Bad Medicine: Why Breaking Up Big Health Care Could Make It Worse
Washington has found its latest villain: “Big Medicine.” The proposed fix? Break it up and hope the pieces behave better than the whole.
Americans have real reasons to be frustrated about high health care costs, and large conglomerates rank somewhere between unpopular and reviled—roughly where Microsoft’s “Clippy” sat in the 1990s. So it’s no surprise that Sens. Elizabeth Warren (D-Mass.) and Josh Hawley (R-Mo.) have teamed up to introduce S. 3822, the Break Up Big Medicine Act (BMBA). The bipartisan bill targets vertical integration—firms operating at multiple levels of the supply chain—in health care.
If enacted, the BMBA would bar parent companies of prescription-drug or medical-device wholesalers from owning or controlling health care providers or management services organizations (MSOs).
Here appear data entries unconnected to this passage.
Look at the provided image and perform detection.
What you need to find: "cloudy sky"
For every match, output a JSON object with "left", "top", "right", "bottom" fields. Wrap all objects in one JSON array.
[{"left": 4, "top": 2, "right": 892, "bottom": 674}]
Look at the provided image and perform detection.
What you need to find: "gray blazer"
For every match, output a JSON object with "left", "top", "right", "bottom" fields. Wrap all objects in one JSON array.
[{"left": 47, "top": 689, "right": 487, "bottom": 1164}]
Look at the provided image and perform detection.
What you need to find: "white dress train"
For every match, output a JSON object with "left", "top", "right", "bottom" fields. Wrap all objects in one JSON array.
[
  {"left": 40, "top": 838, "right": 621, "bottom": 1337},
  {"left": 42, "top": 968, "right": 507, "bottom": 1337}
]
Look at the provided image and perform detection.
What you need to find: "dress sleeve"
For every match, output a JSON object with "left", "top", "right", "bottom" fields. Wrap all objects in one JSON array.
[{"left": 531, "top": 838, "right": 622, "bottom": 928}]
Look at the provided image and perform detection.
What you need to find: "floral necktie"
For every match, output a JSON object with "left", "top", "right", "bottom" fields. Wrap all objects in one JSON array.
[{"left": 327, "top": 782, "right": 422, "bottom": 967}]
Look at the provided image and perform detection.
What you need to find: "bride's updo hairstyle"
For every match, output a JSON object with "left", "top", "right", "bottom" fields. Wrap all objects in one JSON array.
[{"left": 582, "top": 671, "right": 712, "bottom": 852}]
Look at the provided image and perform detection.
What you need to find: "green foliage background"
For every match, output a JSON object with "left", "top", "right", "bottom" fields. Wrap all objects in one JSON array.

It would also prohibit parent companies from owning or controlling both insurers or pharmacy benefit managers (PBMs) and care providers.
The bill defines “providers” broadly. It sweeps in physician practices and hospitals, along with pharmacies, urgent- and emergency-care providers, and ambulatory-surgery centers. MSOs include entities that support providers with “payroll, human resources, employment screening, payer contracting, billing and collection, coding, information technology … patient scheduling, property or equipment leasing, and administrative or business services,” as well as other nonclinical functions.
The BMBA never defines “control.” That omission matters. It could extend the prohibition beyond full ownership to cover negative controls, minority equity stakes with governance rights, or other governance arrangements.
The compliance timeline is tight. Covered entities would have just one year to divest prohibited assets. That is a tall order. Untangling conglomerates, splitting data systems, reallocating contracts, and rebuilding independent management structures carry significant operational risk. The bill also opens the door to enforcement by the Federal Trade Commission (FTC), U.S. Justice Department (DOJ), and Department of Health and Human Services (HHS), as well as state attorneys general and private plaintiffs. It authorizes the FTC and DOJ to challenge future mergers and acquisitions, and it imposes penalties that include forced divestiture and profit disgorgement.
States have already experimented with similar “break up” efforts. Arkansas, for example, is locked in a constitutional fight over a law that bars PBMs from owning or controlling pharmacy chains. Even supporters of stricter PBM regulation have criticized the measure for risking pharmacy closures, creating “pharmacy deserts,” and limiting access to medicines in rural areas. Other states—including Massachusetts, California, and Oregon—have taken a different tack, imposing structural limits on health care ownership primarily through expanded merger review.
Supporters of the BMBA argue that separating ownership will boost competition. In their view, integration creates conflicts of interest that allow firms to leverage supply chains, exclude rivals, limit patient choice, and raise prices. But the economic evidence offers a more complicated picture. Vertical integration can create harmful conflicts in some cases. In others, it can align incentives, reduce costs, and improve how firms meet patient needs. Blanket bans risk missing that distinction—and may produce the opposite of their intended effect.